This Woman's Whirled
8.09.2006
  Insert Foot
My friend and I were emailing back and forth about seeing the new "World Trade Center" movie when my co-worker paid me a visit. We haven't worked together long, and I find that talking about 9/11 is kind of a universal experience. We may have all reacted differently but I think we all felt the same way. Funny how something so painful seems like a safe topic.

Anyway, he commented that he would likely be very upset by the movie. I quickly responded (see assumption above) that we all would be. Then he gently revealed that he was personally affected by this tragedy.

Even then, in my skepticism, I thought about the number of times I have heard that, usually from people working for large companies feeling a connection with lost colleagues they never interacted with...and so on...

No, it was nothing like that I am afraid.

"I lost a team of people, " he said....and it gets worse.
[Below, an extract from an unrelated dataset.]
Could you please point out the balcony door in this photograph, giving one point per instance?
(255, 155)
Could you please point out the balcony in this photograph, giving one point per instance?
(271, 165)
"I was their manager and I had just moved them into the world trade center. our building we getting crowded, so I moved them to our space over there. I hadn't moved yet, I was still in the building across the street."

OK. I guess that's personally affected. My coworker, apparently, was across the street when it all went down and his team, higher in the building than where the plane hit, didn't make it out. One of the guys on the team was one of those classic stories - late to work because he missed his train - and was walking in the first floor just as it all began to unfold. He did make it but only because he was late for work.

I really didn't know what to say.

I love New York. I totally 'get' all the "I heart NY" bumperstickers and t-shirts. I would rather visit there than anyplace else. I even daydream occasionally about living there...realizing, of course, I will have to be independently wealthy. I never saw the WTC. I have seen ground zero - 5 months after and 3.5 years after. When I am in New York, especially on the subway, I look around at all the people and wonder which of them were stuck in Manhattan that day and because of that - being there, seeing it, possibly helping others - I see them all as heroes.

I asked a street vendor in Battery park last year where the towers would have been in relation to where we were standing. Battery park is at the tip of Manhattan where you take the ferry to see the Statue of Liberty and not at all far from the world trade center site. The vendor, selling photographs of city scenes, broke into a very rehearsed tale. Describing where the towers were, where the planes came from, how low they were...and I asked if he was there that day. As it turns out, he had never seen the towers either. He moved to NYC post 9/11.

So there you have it - I have stood in the ghost of the WTC shadow listening intently to someone who knew the story as well as I did...but it took a conversation in my cube in Florida to hear the real story from someone who was there to see it.